WARNING. This is an itinerary for 3 full days in Barcelona. That’s not counting your arrival and departure day (unless you arrive super early in the morning or leave really late). If your stay is shorter or longer, you can check out my other posts:
SEE THE BEST OF BARCELONA IN 3 DAYS
Are you wondering if 3 days in Barcelona is enough? Yes it is! You will have enough time to get a good understanding of the city layout and visit the top sites, and go back home thinking you really mastered Barcelona.
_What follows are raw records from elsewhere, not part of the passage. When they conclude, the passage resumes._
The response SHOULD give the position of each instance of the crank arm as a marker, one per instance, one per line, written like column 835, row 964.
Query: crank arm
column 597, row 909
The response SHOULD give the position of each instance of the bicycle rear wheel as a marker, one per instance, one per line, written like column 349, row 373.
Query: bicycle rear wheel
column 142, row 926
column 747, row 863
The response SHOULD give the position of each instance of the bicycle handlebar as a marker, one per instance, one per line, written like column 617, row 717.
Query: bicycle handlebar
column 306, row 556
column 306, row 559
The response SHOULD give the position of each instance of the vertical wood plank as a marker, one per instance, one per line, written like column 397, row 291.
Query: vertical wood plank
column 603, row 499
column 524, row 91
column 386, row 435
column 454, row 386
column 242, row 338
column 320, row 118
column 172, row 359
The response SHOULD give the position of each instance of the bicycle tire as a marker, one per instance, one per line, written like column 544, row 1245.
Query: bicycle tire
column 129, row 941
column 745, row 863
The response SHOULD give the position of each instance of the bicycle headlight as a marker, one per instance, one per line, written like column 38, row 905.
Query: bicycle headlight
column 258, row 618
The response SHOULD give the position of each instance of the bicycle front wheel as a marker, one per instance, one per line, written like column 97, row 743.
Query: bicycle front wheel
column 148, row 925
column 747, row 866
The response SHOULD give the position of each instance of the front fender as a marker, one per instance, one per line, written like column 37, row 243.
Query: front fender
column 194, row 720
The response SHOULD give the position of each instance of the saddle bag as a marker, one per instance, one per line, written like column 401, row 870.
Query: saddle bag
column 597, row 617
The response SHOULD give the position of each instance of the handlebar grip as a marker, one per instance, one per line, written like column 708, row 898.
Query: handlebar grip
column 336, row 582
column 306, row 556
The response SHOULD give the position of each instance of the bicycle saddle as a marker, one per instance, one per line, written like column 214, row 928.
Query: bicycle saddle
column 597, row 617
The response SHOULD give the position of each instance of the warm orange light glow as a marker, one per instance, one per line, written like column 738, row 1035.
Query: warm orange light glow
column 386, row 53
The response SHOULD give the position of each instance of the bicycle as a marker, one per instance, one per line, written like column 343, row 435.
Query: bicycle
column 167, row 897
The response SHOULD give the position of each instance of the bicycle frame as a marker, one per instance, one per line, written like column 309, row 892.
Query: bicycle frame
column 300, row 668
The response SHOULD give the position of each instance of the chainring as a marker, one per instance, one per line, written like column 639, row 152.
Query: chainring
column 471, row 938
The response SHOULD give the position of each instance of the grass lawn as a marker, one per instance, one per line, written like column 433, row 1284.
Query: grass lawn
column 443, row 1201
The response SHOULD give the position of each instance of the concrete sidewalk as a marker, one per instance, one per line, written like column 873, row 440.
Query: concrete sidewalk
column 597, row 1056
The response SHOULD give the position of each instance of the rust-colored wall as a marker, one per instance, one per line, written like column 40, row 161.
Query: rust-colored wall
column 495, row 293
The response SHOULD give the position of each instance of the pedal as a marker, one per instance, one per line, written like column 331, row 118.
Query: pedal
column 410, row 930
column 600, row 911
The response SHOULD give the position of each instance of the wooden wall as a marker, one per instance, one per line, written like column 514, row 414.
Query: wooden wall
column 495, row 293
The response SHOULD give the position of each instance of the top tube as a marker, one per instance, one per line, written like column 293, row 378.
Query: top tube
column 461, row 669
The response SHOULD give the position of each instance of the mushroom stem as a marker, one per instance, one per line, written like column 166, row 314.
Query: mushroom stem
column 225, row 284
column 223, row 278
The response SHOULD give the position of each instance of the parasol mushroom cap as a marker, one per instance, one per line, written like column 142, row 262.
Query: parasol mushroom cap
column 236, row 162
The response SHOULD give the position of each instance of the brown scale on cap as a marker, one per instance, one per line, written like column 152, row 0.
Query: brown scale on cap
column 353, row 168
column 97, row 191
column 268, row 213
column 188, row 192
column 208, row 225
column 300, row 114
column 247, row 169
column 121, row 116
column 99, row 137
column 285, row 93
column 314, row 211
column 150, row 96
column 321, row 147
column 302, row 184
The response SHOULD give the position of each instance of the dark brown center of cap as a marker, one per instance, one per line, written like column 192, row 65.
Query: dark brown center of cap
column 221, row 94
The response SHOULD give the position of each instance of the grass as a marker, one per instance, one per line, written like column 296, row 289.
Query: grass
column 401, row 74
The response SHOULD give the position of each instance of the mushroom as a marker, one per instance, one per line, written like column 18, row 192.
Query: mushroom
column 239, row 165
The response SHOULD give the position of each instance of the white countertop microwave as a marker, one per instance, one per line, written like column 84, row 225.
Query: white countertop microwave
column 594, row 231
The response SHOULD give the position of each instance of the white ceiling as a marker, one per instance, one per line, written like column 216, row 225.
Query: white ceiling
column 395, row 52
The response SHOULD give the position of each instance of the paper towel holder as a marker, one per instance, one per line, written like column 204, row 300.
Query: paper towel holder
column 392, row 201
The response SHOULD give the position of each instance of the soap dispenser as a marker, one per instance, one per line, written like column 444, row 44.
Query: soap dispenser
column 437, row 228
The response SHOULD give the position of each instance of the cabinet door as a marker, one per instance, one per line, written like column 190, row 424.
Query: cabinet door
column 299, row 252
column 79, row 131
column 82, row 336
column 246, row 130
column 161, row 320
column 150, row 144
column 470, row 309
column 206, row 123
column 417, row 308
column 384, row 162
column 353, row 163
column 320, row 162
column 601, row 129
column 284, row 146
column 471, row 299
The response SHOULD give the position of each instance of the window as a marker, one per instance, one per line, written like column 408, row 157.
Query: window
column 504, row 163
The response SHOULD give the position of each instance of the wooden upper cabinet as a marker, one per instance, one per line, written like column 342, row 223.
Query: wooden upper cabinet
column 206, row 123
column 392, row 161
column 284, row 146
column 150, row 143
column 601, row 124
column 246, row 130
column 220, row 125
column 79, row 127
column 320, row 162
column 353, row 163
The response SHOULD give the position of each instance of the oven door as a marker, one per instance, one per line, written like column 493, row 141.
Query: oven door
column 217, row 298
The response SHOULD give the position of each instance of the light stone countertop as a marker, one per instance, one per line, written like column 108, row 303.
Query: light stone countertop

At ForeverBarcelona we are specialists in covering the city in the most time-efficient way, so by booking one of our 3-day Barcelona tours you will see everything listed below in half the time, so you’ll have the afternoons free to enjoy yourself and relax, go shopping, go to a spa…
But the truth is that if you are on your own you’ll need good planning to make the most out of your time: and don’t worry, we are here to help you out with that too! We’ll show you below how to spend 3 days in Barcelona: from what to see to things to do. Enjoy!
This is a perfect plan to visit Barcelona in three days:
DAY ONE – Morning & Lunch
THIS ITINERARY IS BEST TUESDAY TO SATURDAY, as some sites are closed on Monday and Sunday. We cover most of the morning and afternoon plan in just 4 hours in our Old Town Tour, but you’ll need a whole day on your own.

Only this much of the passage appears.